1. ## Find the critical points of a multivariable equation

Picture is attached, may be small
I can't get past x^2 + y^2 = 5

2. I don't even get to $x^2+ y^2= 5$!

The critical points of a multivariable function are where it is not differentiable or where $\nabla f= 0$.

Here, the function is $f(x,y)= x^3- 3x- y^3+ 12y$ so the function is always differentiable and $\nabla f= (3x^2- 3)\vec{i}- (3y^2- 12)\vec{j}$. That will be 0 when both components are 0: $3x^2- 3= 0$ and $3y^2- 12= 0$.

Those should be easy to solve. Where in the world did you get " $x^2+ y^2= 5$"?

3. Ok, sorry for the delayed response, I moved towards C++ for a bit.

I was just wondering. When you get to:
3x^2 - 3
and
-3y^2 + 12

Do you then solve for x as 1,-1 and then y as 2,-2
so the critical points are:
1,2
1,-2
-1,2
-1,-2?

I'm sorry I was following a youtube video, didn't know what the heck I was doing. Thanks.

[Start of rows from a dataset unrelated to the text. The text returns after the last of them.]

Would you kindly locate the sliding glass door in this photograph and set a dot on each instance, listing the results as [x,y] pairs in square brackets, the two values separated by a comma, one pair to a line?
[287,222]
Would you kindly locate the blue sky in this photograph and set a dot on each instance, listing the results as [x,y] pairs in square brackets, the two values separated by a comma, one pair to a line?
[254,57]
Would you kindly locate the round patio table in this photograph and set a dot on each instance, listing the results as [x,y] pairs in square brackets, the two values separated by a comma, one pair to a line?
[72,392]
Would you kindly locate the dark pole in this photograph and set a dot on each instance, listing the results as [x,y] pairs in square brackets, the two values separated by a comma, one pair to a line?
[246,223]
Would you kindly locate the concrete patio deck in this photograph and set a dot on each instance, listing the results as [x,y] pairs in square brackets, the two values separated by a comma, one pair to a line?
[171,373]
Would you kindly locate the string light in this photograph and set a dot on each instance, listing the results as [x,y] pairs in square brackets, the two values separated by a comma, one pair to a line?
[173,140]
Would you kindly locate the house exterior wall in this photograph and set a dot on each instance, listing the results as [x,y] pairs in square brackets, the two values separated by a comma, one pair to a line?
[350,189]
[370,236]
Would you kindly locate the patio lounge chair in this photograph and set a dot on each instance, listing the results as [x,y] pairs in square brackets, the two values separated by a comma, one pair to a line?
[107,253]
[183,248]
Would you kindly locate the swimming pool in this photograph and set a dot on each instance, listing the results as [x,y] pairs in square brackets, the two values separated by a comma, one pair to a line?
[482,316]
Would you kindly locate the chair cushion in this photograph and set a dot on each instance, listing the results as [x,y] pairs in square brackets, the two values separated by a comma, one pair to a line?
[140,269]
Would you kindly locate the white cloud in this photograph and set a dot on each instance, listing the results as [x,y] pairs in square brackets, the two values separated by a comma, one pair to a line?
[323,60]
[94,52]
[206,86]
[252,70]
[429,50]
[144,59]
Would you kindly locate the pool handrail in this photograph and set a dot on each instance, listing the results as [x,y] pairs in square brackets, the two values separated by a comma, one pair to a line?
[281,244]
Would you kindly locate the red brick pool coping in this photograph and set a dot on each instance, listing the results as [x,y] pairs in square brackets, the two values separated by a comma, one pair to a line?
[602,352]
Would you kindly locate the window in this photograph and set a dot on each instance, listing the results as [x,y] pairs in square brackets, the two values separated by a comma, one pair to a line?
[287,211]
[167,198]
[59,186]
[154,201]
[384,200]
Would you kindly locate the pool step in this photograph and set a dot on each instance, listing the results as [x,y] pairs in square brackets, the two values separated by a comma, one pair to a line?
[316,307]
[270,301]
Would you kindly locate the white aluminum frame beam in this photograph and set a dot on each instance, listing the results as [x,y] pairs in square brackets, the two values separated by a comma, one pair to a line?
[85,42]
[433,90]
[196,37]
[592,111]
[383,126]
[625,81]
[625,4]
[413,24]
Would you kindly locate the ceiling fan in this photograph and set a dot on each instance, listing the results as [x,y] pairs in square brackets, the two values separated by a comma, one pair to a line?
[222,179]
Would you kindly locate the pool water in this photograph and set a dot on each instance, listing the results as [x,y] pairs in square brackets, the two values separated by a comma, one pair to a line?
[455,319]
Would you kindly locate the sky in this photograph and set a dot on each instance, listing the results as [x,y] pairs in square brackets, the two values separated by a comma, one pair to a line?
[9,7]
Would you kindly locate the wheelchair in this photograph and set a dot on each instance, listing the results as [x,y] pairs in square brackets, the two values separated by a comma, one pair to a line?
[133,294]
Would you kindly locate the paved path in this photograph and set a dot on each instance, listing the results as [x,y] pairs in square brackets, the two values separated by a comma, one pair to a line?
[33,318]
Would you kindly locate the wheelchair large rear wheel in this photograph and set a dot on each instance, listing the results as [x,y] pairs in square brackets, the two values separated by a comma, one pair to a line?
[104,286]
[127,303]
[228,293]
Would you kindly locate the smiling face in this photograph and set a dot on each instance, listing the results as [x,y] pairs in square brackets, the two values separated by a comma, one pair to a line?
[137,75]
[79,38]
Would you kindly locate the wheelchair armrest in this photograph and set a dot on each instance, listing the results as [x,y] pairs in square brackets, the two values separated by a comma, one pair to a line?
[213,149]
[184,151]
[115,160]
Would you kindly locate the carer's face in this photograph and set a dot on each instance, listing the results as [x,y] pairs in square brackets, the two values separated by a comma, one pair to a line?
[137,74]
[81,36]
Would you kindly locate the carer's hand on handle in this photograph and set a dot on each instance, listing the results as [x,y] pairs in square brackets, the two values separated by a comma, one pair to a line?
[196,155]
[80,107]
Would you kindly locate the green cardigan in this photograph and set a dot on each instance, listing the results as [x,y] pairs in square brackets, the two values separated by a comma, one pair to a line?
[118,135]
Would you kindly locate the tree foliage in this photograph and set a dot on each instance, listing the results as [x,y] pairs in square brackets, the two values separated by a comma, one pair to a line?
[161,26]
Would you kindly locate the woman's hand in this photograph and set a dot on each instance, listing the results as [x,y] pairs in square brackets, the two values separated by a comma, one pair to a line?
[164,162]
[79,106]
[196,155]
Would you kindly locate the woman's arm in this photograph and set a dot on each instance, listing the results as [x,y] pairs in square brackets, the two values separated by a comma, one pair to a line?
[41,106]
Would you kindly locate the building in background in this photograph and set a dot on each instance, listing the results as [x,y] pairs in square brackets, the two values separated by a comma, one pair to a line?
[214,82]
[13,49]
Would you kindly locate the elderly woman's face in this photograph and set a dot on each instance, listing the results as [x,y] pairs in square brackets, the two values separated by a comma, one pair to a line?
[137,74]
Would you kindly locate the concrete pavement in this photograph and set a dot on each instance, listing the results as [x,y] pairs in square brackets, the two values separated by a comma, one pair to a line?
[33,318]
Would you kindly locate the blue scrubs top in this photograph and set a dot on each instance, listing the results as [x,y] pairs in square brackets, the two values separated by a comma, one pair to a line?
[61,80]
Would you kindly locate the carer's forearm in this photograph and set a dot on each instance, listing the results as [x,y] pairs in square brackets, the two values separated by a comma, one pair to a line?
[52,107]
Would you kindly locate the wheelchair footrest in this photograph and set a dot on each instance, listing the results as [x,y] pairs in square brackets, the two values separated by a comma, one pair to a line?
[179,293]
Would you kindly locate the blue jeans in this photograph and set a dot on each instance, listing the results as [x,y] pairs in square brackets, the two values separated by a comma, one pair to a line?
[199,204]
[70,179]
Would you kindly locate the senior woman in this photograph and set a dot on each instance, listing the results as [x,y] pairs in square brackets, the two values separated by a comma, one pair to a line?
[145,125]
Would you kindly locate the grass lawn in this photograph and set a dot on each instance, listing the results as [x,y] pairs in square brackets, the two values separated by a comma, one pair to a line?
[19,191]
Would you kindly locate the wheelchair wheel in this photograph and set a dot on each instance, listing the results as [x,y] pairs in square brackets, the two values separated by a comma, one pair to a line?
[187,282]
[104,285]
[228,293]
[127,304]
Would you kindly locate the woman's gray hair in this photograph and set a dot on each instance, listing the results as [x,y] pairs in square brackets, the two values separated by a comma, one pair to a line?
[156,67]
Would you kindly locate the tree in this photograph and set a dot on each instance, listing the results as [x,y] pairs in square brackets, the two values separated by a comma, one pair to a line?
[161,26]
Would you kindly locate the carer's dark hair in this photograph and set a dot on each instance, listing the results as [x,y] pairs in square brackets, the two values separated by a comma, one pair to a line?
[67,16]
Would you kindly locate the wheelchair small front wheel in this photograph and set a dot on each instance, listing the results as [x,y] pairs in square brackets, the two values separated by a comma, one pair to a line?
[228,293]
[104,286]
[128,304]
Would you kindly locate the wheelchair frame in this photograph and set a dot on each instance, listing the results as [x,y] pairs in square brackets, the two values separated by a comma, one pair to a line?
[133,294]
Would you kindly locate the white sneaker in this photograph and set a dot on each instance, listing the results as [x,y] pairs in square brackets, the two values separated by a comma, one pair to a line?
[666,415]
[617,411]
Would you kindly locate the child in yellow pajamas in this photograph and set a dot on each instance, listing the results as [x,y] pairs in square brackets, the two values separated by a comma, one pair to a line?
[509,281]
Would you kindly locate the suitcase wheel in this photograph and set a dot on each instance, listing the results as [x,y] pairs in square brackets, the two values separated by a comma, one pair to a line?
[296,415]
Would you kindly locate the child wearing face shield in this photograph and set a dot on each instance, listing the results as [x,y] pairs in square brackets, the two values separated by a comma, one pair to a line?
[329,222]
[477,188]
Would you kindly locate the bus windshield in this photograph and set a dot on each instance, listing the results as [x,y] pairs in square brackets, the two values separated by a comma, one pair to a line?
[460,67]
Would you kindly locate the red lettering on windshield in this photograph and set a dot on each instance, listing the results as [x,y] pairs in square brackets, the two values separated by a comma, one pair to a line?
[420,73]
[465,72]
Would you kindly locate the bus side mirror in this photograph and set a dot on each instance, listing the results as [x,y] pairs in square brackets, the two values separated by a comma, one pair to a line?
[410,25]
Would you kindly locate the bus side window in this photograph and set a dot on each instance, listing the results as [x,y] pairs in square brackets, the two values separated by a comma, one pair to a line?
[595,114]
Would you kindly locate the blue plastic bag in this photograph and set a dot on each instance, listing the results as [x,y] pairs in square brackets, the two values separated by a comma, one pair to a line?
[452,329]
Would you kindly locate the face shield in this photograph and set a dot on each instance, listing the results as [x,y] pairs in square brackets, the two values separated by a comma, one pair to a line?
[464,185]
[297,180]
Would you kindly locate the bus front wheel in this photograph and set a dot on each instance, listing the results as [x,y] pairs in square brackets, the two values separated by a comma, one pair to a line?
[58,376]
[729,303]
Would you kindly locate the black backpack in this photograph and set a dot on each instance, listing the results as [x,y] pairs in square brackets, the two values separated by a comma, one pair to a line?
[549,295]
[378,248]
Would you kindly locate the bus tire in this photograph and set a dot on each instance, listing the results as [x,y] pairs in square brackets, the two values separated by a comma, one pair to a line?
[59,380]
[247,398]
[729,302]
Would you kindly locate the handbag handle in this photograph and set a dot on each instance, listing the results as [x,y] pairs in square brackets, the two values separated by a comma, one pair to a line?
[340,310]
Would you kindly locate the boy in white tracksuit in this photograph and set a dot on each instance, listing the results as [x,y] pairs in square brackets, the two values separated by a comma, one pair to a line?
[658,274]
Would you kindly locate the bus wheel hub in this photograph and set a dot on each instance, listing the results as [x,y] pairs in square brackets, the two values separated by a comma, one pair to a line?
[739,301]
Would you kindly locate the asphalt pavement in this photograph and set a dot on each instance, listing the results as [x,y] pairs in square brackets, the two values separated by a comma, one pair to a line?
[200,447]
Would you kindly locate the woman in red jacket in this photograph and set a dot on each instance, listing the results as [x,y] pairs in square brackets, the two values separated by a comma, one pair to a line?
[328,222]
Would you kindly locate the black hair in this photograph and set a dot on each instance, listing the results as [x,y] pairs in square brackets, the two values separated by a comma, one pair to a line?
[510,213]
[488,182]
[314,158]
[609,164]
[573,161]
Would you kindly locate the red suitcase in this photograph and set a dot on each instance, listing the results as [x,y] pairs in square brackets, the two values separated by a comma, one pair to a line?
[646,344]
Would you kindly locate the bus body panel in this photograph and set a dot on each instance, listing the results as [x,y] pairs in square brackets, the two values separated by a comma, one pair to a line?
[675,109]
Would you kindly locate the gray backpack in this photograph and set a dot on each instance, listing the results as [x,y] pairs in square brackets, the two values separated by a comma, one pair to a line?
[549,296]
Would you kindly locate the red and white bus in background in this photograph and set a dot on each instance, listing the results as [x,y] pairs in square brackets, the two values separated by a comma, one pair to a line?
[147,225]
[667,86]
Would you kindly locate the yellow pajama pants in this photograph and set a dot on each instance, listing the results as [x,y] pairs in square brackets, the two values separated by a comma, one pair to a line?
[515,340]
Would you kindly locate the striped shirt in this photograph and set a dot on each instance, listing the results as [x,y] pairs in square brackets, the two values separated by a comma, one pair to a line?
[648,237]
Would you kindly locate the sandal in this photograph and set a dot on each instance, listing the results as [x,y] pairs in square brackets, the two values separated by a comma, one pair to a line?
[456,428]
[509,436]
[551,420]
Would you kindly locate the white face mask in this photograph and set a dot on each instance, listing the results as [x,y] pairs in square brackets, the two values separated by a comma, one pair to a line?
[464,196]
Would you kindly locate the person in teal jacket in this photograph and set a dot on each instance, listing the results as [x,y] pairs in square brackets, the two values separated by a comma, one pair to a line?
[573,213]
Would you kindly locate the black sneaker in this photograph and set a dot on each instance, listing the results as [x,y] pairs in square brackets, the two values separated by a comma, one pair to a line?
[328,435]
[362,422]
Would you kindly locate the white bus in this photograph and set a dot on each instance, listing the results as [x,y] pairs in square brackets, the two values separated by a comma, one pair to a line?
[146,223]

4. Notice that I did NOT just get "3x^2- 3" and "3y^2- 12"! I said that, in order to have a critical point, we must have $\nabla f(x,y)= 0$ and from that I got the equations "3x^2- 3= 0" and "3y^2- 12= 0". Yes, $x= \pm 1$ and $y= \pm 2$ satisfy those equations. Since any pairing makes the gradient 0, the critical points are (1, 2), (1, -2), (-1, 2), and (-1, -2).